Comments for author File: Comments.pdf
Author Response
We would like to express our sincere gratitude to the reviewer for his/her valuable suggestions on how to improve our manuscript. We have modified the manuscript according to the following comments.
The authors proposed DDT, an algorithm that calculates multiple optimal portfolios by taking Dirichlet Distribution. The positive side of this work lies in the very idea of ​​building a distribution for each asset.
However, the authors' model does not provide for smooth adaptation to a change in the type of distribution. If you look at the distribution of the European gas price time series, you can see that the normal distribution abruptly changes to the Fisher distribution. It is desirable for the authors to conduct an experiment on their model on crisis assets (for example, the price of European gas).
The question of distribution stability rests on an indefinite measure of ergodicity. Regardless of the type of distribution, we return to the moment of determining the time intervals. For different time intervals, the distribution will be different. The authors define the time interval as the period of time between buying and selling an asset. However, this is very arbitrary, there is no data on the frequency of the interval (day, month, year). The Dirichlet distribution is a generalization of the Beta distribution to the multivariate case. It can be assumed that the behavior of any asset can be adjusted to Dirichlet Distribution. Therefore, the question arises as to the advisability of using Dirichlet Distribution.
Response: We thank the reviewer for giving us helpful comments. First, we would like to emphasize that what we want to model as a probability distribution is not the price of a specific asset, but the portfolio weight of assets. So, we defined the policy as a Dirichlet Distribution suitable for portfolio management and the optimal distribution is determined based on the asset information at every time step t. This does not model the price of an asset whose distribution can vary over time.
The authors predict an asset based on this distribution. However, the distribution of an asset in the market is always dynamic. The distribution can have a right or left tail, kurtosis, skewness, and so on. Therefore, the forecast may not be entirely correct. Moreover, the authors in the article make a forecast for 2 years ahead. This is a fairly large interval for forecasting. If the market is stable and the distribution does not change on it, then it is possible to forecast for a long period. And in a crisis market, this model most likely will not work. Authors should write about the limitations of the model.
Response: We thank the reviewer for valuable comments. The review that market dynamics can change within about two years, the length of our experimental dataset, is also about changes in the specific asset price distribution. However, since we defined the policy, not the price, as a distribution, the policy distribution form is constant as a Dirichlet Distribution regardless of the market dynamics and the length of the test dataset.
Most likely, the work is focused on markets with a stable distribution and is suitable for economies with government regulation.
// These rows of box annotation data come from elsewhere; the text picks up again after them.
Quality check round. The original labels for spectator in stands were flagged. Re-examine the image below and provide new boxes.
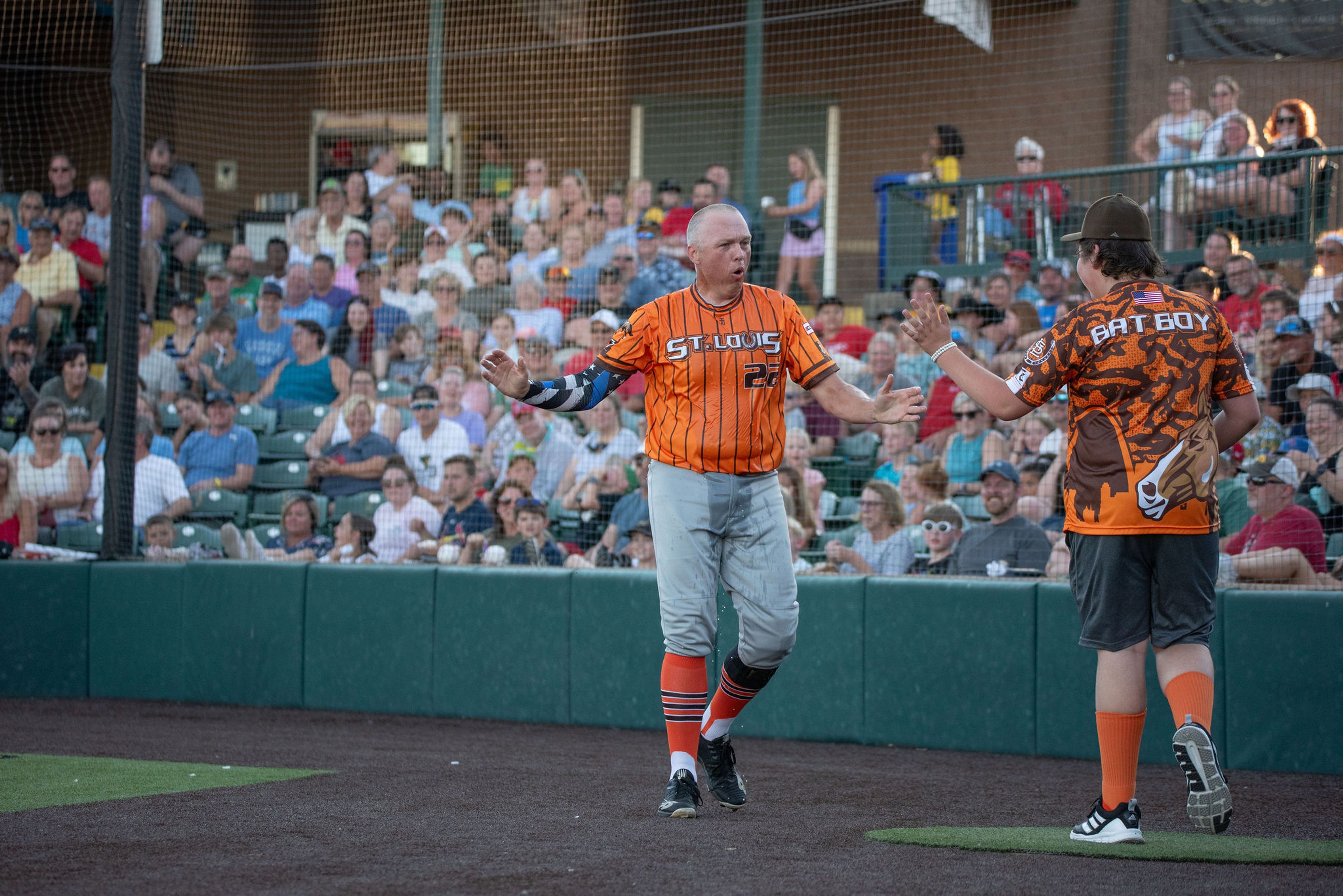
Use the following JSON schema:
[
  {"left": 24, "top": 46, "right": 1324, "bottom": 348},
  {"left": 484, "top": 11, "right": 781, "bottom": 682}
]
[
  {"left": 462, "top": 252, "right": 513, "bottom": 321},
  {"left": 369, "top": 459, "right": 442, "bottom": 563},
  {"left": 1300, "top": 230, "right": 1343, "bottom": 327},
  {"left": 255, "top": 320, "right": 349, "bottom": 411},
  {"left": 623, "top": 222, "right": 692, "bottom": 309},
  {"left": 508, "top": 499, "right": 564, "bottom": 567},
  {"left": 42, "top": 152, "right": 91, "bottom": 213},
  {"left": 191, "top": 314, "right": 259, "bottom": 404},
  {"left": 140, "top": 137, "right": 207, "bottom": 265},
  {"left": 826, "top": 480, "right": 915, "bottom": 575},
  {"left": 909, "top": 504, "right": 966, "bottom": 575},
  {"left": 364, "top": 146, "right": 419, "bottom": 206},
  {"left": 177, "top": 389, "right": 258, "bottom": 492},
  {"left": 1218, "top": 456, "right": 1340, "bottom": 588},
  {"left": 307, "top": 254, "right": 350, "bottom": 320},
  {"left": 279, "top": 263, "right": 332, "bottom": 329},
  {"left": 331, "top": 295, "right": 388, "bottom": 378},
  {"left": 941, "top": 392, "right": 1004, "bottom": 502},
  {"left": 307, "top": 395, "right": 395, "bottom": 502},
  {"left": 317, "top": 513, "right": 377, "bottom": 563},
  {"left": 80, "top": 415, "right": 191, "bottom": 528},
  {"left": 0, "top": 327, "right": 42, "bottom": 432},
  {"left": 508, "top": 223, "right": 560, "bottom": 283},
  {"left": 506, "top": 278, "right": 564, "bottom": 348},
  {"left": 512, "top": 158, "right": 559, "bottom": 235},
  {"left": 1264, "top": 314, "right": 1339, "bottom": 427},
  {"left": 16, "top": 217, "right": 80, "bottom": 352},
  {"left": 951, "top": 461, "right": 1052, "bottom": 575},
  {"left": 0, "top": 246, "right": 32, "bottom": 354},
  {"left": 317, "top": 177, "right": 368, "bottom": 268},
  {"left": 993, "top": 137, "right": 1068, "bottom": 246},
  {"left": 39, "top": 343, "right": 107, "bottom": 434},
  {"left": 247, "top": 492, "right": 334, "bottom": 563},
  {"left": 414, "top": 271, "right": 485, "bottom": 356},
  {"left": 0, "top": 449, "right": 38, "bottom": 558},
  {"left": 332, "top": 230, "right": 373, "bottom": 295},
  {"left": 396, "top": 386, "right": 471, "bottom": 502},
  {"left": 196, "top": 265, "right": 253, "bottom": 321},
  {"left": 236, "top": 282, "right": 294, "bottom": 380},
  {"left": 224, "top": 243, "right": 262, "bottom": 311},
  {"left": 15, "top": 404, "right": 88, "bottom": 526},
  {"left": 436, "top": 365, "right": 485, "bottom": 454},
  {"left": 811, "top": 295, "right": 872, "bottom": 357},
  {"left": 304, "top": 367, "right": 402, "bottom": 459}
]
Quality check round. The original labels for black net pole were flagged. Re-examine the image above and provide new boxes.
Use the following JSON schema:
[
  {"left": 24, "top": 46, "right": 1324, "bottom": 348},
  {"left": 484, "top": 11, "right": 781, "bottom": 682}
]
[{"left": 102, "top": 0, "right": 144, "bottom": 560}]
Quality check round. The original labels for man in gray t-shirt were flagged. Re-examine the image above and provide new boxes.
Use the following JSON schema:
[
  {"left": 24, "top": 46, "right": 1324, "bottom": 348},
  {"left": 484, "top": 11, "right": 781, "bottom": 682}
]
[{"left": 948, "top": 461, "right": 1052, "bottom": 575}]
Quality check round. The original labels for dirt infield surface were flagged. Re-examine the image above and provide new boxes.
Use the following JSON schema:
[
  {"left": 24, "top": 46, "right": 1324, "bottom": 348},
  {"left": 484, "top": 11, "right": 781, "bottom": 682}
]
[{"left": 0, "top": 700, "right": 1343, "bottom": 896}]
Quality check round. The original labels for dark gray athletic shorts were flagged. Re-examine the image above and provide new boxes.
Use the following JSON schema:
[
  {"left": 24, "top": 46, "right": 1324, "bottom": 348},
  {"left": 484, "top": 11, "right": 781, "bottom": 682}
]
[{"left": 1064, "top": 532, "right": 1217, "bottom": 650}]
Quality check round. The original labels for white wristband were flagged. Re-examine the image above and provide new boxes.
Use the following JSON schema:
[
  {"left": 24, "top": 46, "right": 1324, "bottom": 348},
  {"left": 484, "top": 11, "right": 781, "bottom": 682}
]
[{"left": 932, "top": 343, "right": 956, "bottom": 364}]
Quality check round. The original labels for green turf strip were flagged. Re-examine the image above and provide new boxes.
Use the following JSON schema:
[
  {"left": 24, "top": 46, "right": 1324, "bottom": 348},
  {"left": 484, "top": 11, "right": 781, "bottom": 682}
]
[
  {"left": 868, "top": 827, "right": 1343, "bottom": 865},
  {"left": 0, "top": 754, "right": 328, "bottom": 811}
]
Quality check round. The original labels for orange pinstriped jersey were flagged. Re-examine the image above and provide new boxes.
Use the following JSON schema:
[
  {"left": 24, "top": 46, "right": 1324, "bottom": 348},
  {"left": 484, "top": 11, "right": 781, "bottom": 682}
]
[{"left": 595, "top": 284, "right": 837, "bottom": 474}]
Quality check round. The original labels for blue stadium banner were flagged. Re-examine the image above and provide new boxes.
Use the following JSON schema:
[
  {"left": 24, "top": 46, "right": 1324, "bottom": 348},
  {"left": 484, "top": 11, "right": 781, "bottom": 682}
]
[{"left": 1170, "top": 0, "right": 1343, "bottom": 59}]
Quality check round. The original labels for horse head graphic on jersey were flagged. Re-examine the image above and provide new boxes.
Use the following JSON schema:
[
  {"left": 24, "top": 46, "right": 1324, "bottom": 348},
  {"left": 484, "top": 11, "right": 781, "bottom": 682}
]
[{"left": 1137, "top": 422, "right": 1217, "bottom": 520}]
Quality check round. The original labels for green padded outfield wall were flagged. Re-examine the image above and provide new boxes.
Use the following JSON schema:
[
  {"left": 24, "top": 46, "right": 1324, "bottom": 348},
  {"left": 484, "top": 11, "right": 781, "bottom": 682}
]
[{"left": 0, "top": 563, "right": 1343, "bottom": 774}]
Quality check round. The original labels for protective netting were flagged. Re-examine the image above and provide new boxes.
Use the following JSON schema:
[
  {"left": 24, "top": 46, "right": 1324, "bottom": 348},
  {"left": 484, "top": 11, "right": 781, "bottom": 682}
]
[{"left": 0, "top": 0, "right": 1343, "bottom": 585}]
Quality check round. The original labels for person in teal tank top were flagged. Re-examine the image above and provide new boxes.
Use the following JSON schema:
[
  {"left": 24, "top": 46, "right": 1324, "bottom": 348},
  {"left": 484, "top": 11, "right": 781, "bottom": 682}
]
[{"left": 256, "top": 321, "right": 349, "bottom": 410}]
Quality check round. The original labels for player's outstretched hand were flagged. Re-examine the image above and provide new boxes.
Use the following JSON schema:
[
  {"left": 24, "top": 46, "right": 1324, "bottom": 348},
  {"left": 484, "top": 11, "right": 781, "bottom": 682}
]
[
  {"left": 872, "top": 373, "right": 928, "bottom": 423},
  {"left": 900, "top": 295, "right": 951, "bottom": 354},
  {"left": 481, "top": 348, "right": 531, "bottom": 397}
]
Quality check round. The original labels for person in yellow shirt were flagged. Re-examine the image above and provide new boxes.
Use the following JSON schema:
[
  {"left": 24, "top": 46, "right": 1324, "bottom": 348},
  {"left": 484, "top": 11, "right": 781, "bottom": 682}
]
[{"left": 15, "top": 217, "right": 79, "bottom": 354}]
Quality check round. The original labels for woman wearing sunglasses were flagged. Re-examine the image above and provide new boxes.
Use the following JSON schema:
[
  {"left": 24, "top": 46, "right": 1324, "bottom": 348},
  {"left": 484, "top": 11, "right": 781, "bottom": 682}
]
[{"left": 909, "top": 504, "right": 966, "bottom": 575}]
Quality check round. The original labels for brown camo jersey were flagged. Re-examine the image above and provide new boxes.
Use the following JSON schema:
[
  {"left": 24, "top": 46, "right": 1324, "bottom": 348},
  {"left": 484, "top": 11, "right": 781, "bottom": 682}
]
[
  {"left": 1007, "top": 281, "right": 1253, "bottom": 535},
  {"left": 595, "top": 284, "right": 838, "bottom": 475}
]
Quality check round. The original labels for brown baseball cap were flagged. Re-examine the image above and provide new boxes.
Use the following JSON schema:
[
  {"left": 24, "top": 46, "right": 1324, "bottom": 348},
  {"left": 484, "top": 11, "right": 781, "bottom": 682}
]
[{"left": 1062, "top": 193, "right": 1152, "bottom": 243}]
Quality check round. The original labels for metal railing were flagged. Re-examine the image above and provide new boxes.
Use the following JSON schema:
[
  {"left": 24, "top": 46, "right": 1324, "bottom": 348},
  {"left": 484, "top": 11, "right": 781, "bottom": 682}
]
[{"left": 873, "top": 149, "right": 1343, "bottom": 289}]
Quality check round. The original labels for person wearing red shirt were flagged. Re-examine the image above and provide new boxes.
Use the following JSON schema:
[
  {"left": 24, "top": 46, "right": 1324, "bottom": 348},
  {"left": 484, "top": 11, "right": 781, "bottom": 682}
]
[
  {"left": 59, "top": 206, "right": 105, "bottom": 290},
  {"left": 811, "top": 295, "right": 873, "bottom": 359},
  {"left": 1223, "top": 456, "right": 1336, "bottom": 587},
  {"left": 1217, "top": 252, "right": 1271, "bottom": 335}
]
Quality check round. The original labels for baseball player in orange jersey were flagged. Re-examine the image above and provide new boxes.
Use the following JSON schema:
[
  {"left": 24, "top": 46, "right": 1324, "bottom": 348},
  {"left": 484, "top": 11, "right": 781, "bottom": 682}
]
[
  {"left": 901, "top": 195, "right": 1258, "bottom": 844},
  {"left": 481, "top": 204, "right": 924, "bottom": 818}
]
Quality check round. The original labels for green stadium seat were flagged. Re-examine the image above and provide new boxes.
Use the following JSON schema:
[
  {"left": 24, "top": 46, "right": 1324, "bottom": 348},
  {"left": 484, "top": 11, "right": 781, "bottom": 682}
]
[
  {"left": 331, "top": 492, "right": 385, "bottom": 520},
  {"left": 279, "top": 404, "right": 331, "bottom": 432},
  {"left": 187, "top": 489, "right": 247, "bottom": 525},
  {"left": 247, "top": 489, "right": 331, "bottom": 528},
  {"left": 234, "top": 404, "right": 277, "bottom": 435},
  {"left": 56, "top": 523, "right": 102, "bottom": 553},
  {"left": 377, "top": 380, "right": 414, "bottom": 402},
  {"left": 256, "top": 430, "right": 309, "bottom": 461},
  {"left": 172, "top": 523, "right": 223, "bottom": 551},
  {"left": 253, "top": 461, "right": 307, "bottom": 492}
]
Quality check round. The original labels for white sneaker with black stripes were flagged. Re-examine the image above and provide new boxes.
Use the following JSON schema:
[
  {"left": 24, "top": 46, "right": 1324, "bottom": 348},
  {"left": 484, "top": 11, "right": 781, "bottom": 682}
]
[
  {"left": 1068, "top": 797, "right": 1147, "bottom": 844},
  {"left": 1171, "top": 716, "right": 1231, "bottom": 834}
]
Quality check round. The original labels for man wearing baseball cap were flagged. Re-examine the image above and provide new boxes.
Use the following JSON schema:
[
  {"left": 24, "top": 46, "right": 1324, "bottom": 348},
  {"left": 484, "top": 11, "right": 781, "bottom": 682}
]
[
  {"left": 1223, "top": 454, "right": 1327, "bottom": 586},
  {"left": 902, "top": 193, "right": 1258, "bottom": 844}
]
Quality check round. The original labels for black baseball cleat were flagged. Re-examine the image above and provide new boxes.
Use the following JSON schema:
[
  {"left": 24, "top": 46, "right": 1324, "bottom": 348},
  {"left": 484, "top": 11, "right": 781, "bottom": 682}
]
[
  {"left": 698, "top": 735, "right": 747, "bottom": 810},
  {"left": 658, "top": 768, "right": 704, "bottom": 818},
  {"left": 1068, "top": 797, "right": 1147, "bottom": 844},
  {"left": 1171, "top": 716, "right": 1231, "bottom": 834}
]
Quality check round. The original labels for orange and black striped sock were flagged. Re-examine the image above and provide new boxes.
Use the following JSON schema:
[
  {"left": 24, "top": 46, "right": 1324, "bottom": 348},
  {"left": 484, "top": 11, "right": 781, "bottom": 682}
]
[
  {"left": 700, "top": 647, "right": 775, "bottom": 740},
  {"left": 1096, "top": 709, "right": 1147, "bottom": 811},
  {"left": 662, "top": 653, "right": 709, "bottom": 775},
  {"left": 1166, "top": 672, "right": 1213, "bottom": 731}
]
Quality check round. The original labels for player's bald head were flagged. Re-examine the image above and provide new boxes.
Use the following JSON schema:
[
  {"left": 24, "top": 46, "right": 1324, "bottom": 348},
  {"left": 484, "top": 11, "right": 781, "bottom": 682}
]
[{"left": 685, "top": 203, "right": 751, "bottom": 249}]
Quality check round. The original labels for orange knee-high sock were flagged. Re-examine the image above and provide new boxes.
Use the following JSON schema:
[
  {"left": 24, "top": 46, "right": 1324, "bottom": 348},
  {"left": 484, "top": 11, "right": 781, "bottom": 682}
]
[
  {"left": 662, "top": 653, "right": 709, "bottom": 775},
  {"left": 1166, "top": 672, "right": 1213, "bottom": 731},
  {"left": 1096, "top": 709, "right": 1147, "bottom": 811}
]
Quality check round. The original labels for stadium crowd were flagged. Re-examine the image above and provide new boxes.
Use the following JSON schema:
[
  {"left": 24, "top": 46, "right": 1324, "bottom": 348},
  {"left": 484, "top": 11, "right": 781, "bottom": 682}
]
[{"left": 0, "top": 79, "right": 1343, "bottom": 587}]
In general, the work is a promising scientific study in terms of its novelty and level of research. The goals and objectives set in the article have been successfully solved. There were no significant shortcomings in the article.
Reviewer 2 Report
In general: English language needs a minor improvement
Line 4: Explain the abbreviation "DDT".
Line 33: change “Deep LR” to “LR”.
Figure 4: AAPL has a “data bug”, please correct, maybe you have then to recalculate all empirical studies.
Author Response
We would like to express our sincere gratitude to the reviewer for his/her valuable suggestions on how to improve our manuscript. We have modified the manuscript according to the following comments.
- Line 4: Explain the abbreviation "DDT".
Response: We thank the reviewer for reading our paper carefully. We have revised the typos in the revised manuscript. - Line 33: change “Deep LR” to “LR”.
Response: We thank the reviewer for reading our paper carefully. We have revised the typos in the revised manuscript. - Figure 4: AAPL has a “data bug”, please correct, maybe you have then to recalculate all empirical studies.
Response: We thank the reviewer for checking the details in our dataset. We considered the bug data as outliers, removed them, and experimented. So we added the AAPL closing price plot again by removing the outliers.
Reviewer 3 Report
I am appreciative of the chance to read this informative work. While reading this study, the following alterations should be done to enhance its quality.
Regards
Comments for author File: Comments.pdf
Author Response
We would like to express our sincere gratitude to the reviewer for his/her valuable suggestions on how to improve our manuscript. We have modified the manuscript according to the following comments.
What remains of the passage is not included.